Testator died December 22, 1914. The first “efforts ......made to find him [John McCourt] by advertising” were begun one year later, and thereafter like advertisements were inserted three and a half years, four and a half years, and finally nearly five years after testator’s death. Five years and four months after the death, John McCourt appeared and gave to appellee an assignment of the legacy, upon certain trusts not necessary to be stated.
*276At the audit the $5,000 was claimed by Clement Regli and his children, who asserted the evidence failed to show John McCourt was “heard of” within five years from the death, and hence the fund should be paid to them, despite his appearance four months later. Many interesting questions were raised; for instance: By whom must he be “heard of”? Must he be “heard of” as living at the time of testator’s death, or subsequent thereto, or at any time prior to distribution? Did the five-years period begin to run at the time of testator’s death, or when letters testamentary were granted, or when the fund was awarded to the executor to be held until the five years’ advertising was made? We shall not attempt to answer these, or the other similar questions which might be suggested, or to weigh the evidence taken at the audit, since, without reference to any of these matters, and without reviewing the cases cited by the respective parties, (none of which are relevant, in construing this unique will), their rights can be readily determined upon equitable principles.

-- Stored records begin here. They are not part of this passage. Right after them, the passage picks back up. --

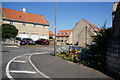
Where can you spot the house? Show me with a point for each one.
(64, 35)
(116, 18)
(29, 25)
(51, 35)
(83, 32)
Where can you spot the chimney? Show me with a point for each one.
(24, 10)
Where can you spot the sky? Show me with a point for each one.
(68, 13)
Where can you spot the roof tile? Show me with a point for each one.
(20, 16)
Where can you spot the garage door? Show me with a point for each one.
(23, 35)
(34, 37)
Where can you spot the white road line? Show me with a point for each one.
(37, 69)
(7, 67)
(19, 61)
(17, 71)
(19, 50)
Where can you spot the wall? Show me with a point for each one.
(30, 29)
(82, 38)
(113, 50)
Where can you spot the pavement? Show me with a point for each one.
(55, 67)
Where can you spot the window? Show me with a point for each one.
(34, 25)
(24, 24)
(11, 22)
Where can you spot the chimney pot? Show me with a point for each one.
(24, 10)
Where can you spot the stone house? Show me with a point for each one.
(113, 46)
(83, 32)
(63, 35)
(29, 25)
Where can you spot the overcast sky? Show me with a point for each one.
(68, 13)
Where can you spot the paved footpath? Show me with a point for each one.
(55, 67)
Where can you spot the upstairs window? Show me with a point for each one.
(24, 24)
(11, 22)
(66, 33)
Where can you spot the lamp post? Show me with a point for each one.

It will be observed that the absolute gift to John McCourt, is not to be taken away only because he shall not be “heard of” within five years after testator’s death; the will also requires, that, before this shall result, “efforts shall be made to find him by advertising” during that length of timer. This does not mean that an advertisement must have been made every day of the five years, any more than it means the legacy will be lost if he is not “heard of” after advertising on the last day of that period, or, as the fact was, on four occasions, the earliest of which was one year after the death. If this latter was sufficient, the “during which time” would not be the five years required, but only four years thereof. John McCourt and his trustee have the right to insist that the legacy to him shall not be decreed payable to appellants, unless there was an attempt to give him constructive notice, during the period the will prescribes; hence, since he appeared after only four years and four months of *277advertising was had, it is clear his right to the fund still exists, and the determination reached by the court below was correct.

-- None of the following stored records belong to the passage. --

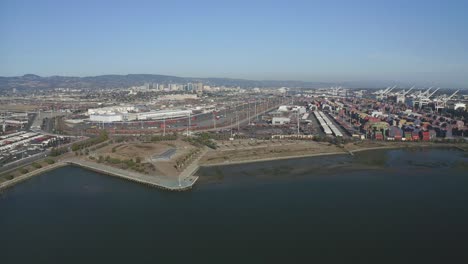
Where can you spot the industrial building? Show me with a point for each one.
(151, 115)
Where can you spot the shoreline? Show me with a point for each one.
(10, 183)
(345, 152)
(169, 185)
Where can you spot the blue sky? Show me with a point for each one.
(411, 41)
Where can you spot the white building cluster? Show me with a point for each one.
(131, 113)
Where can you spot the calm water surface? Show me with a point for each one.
(393, 206)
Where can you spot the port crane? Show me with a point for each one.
(424, 99)
(441, 101)
(402, 95)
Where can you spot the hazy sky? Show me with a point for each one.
(302, 40)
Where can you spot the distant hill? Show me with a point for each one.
(31, 81)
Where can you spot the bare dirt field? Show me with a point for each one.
(145, 151)
(243, 151)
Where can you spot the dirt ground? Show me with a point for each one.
(131, 150)
(268, 150)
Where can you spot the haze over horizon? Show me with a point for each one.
(322, 41)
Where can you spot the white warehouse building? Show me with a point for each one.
(152, 115)
(280, 120)
(106, 118)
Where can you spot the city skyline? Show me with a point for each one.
(324, 42)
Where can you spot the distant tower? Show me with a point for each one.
(200, 89)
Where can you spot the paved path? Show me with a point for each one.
(169, 183)
(193, 167)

As further supporting this conclusion, it will be noticed that the five years, during which he must be “heard of,” is nowhere stated as beginning at the date of testator’s death; on the contrary, the provision relating to a possible gift over to appellants, immediately follows the clause requiring an advertisement during the time specified, and may well be held dependent on it; especially as testator was bound to know the executor could not have justified, as against creditors, any expense incurred in advertising for John McCourt, and hence, in the absence of an express provision to the contrary, of which there is none, may be presumed to have intended the five years to begin to run only after some action by the court showing the fund was not needed for the payment of debts, or directing it to be held until notice was given as required by the will. This conclusion, if adopted, would also defeat the appeal.
The decree of the court below is affirmed and the appeal is dismissed at the cost of appellants.